At the same time, Qusay was earning Saddam’s trust. Married with four children, Qusay was said to be less sadistic than his brother, but was still a cold and ruthless killer who was much feared throughout the country. While Uday often bragged about his excesses and violent exploits, Qusay was known to intentionally keep a much lower profile. He worshipped his father and worked hard to impress him. After he proved himself by brutally repressing the Shi’ite uprisings that occurred after the 1991 Gulf War—even doing some of the killing himself—Saddam rewarded Qusay with a series of more responsible posts, including command of Iraq’s elite fighting force, the Republican Guard, and the Special Security Organization, Iraq’s secret police.
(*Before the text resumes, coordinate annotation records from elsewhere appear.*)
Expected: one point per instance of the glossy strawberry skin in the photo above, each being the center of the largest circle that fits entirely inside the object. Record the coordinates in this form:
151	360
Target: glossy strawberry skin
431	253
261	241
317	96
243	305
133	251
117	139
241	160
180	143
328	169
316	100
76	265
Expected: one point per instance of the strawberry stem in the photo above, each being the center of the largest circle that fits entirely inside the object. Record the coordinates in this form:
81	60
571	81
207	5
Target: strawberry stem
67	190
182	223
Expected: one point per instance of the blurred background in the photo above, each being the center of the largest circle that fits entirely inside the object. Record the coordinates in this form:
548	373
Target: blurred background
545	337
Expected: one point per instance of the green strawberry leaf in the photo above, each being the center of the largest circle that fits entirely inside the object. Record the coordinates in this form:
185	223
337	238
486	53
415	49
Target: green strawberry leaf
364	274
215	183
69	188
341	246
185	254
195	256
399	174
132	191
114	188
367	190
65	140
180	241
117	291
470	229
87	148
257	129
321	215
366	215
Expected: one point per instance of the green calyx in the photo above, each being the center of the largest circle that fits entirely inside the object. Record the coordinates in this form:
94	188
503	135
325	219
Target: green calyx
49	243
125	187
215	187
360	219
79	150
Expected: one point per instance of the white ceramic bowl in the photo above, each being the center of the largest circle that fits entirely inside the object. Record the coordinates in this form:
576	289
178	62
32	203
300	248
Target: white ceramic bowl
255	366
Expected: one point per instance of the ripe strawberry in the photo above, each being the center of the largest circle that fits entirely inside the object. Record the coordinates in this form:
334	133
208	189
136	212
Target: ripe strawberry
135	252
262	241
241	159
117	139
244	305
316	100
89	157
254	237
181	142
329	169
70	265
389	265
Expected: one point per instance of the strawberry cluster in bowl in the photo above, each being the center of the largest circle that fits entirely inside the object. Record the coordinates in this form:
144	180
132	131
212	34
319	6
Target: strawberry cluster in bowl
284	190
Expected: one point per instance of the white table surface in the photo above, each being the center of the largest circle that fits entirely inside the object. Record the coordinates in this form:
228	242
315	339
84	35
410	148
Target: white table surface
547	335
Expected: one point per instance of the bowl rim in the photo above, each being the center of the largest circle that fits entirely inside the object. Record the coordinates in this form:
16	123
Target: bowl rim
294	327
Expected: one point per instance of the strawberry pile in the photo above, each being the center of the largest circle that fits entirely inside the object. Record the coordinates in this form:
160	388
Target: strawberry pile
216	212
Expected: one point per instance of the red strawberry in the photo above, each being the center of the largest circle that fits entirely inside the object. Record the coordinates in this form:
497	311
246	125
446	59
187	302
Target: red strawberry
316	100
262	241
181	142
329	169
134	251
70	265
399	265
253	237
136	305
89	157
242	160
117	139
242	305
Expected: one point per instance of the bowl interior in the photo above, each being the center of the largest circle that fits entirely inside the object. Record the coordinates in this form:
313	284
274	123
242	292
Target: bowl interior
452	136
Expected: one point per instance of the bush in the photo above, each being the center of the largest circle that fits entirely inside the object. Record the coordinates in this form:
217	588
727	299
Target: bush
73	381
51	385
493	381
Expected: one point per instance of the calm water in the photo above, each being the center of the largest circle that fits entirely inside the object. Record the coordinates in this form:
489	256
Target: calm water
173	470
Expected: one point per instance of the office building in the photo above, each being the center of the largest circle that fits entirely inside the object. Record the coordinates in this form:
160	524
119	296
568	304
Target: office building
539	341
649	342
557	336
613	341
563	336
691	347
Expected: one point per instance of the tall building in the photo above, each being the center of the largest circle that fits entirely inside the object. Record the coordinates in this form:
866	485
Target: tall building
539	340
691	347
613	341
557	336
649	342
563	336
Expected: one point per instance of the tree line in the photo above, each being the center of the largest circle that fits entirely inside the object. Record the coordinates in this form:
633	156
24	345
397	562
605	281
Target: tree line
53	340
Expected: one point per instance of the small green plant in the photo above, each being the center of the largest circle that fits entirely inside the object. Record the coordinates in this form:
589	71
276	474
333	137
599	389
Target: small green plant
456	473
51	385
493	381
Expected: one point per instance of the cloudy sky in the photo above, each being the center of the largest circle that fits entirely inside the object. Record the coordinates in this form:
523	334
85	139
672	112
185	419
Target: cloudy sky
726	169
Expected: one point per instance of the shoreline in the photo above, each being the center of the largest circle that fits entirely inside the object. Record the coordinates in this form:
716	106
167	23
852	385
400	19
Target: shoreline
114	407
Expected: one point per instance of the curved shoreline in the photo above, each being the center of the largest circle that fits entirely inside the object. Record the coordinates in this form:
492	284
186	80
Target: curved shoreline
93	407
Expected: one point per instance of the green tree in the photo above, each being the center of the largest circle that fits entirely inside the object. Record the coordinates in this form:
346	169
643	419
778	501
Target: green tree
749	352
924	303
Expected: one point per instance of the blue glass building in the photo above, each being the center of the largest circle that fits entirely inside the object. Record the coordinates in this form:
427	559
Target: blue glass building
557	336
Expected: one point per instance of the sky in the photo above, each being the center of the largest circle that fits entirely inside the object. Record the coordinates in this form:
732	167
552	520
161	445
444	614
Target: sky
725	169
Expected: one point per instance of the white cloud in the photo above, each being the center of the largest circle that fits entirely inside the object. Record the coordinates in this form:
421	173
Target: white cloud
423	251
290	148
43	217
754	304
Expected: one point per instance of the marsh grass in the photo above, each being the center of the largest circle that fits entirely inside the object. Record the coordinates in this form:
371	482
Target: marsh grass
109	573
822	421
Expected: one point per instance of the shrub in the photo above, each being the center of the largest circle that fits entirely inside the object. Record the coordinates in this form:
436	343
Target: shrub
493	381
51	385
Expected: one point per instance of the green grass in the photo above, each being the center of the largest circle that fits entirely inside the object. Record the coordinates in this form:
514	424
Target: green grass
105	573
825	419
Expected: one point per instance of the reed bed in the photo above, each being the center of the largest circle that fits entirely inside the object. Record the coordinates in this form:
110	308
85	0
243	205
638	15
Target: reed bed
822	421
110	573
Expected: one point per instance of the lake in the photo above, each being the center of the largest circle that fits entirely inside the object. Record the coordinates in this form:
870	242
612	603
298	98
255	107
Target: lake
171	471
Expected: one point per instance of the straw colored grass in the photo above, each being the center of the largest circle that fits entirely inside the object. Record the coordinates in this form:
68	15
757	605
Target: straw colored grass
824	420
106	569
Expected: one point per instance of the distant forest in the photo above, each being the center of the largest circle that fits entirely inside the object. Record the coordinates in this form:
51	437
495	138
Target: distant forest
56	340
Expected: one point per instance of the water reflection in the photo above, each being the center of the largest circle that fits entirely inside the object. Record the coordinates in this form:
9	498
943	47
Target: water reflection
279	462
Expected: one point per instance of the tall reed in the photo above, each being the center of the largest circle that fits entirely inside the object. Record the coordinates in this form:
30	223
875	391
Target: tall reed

By that time, it had become clear that Qusay had replaced his brother as Saddam’s likely heir.

Despite Qusay’s superior reputation, observers noted with interest that Uday’s Fedayeen Saddam actually outperformed the Qusay-led Republican Guard during the United States’ 2003 invasion of Iraq. Qusay proved to be an ineffective leader, showing fear and often second-guessing his own decisions. After the invasion, both brothers went into hiding and the U.S. government posted a $15 million reward for information leading to the discovery of either man’s location. Though it was widely speculated that they would not be found together because of their mutual enmity, an informant’s tip led U.S. Special Forces to a house in which they were both staying on July 22, 2003. 

After drawing fire, the soldiers withdrew, until receiving backup in the form of 100 troops from the 101st Airborne division and armed OH-58D Kiowa Warrior helicopters. A battle ensued, after which Americans entered the house and found the bodies of the two brothers, as well as that of Qusay’s 14-year-old son. They were buried in a cemetery near the city of Tikrit, their father’s birthplace.

In the wake of their deaths, the American government drew criticism for releasing pictures of Uday’s and Qusay’s lifeless bodies, but insisted the move was necessary to convince the skeptical Iraqi people that the long-feared brothers were truly dead. About five months later, on December 13, 2003, their father, who also went into hiding after the U.S. invasion, was found and captured alive by American forces. His trial by special tribunal for multiple crimes committed during his reign began in October 2005. On November 5, 2006, he was found guilty of crimes against humanity and sentenced to death by hanging. After an unsuccessful appeal, Hussein was executed on December 30, 2006.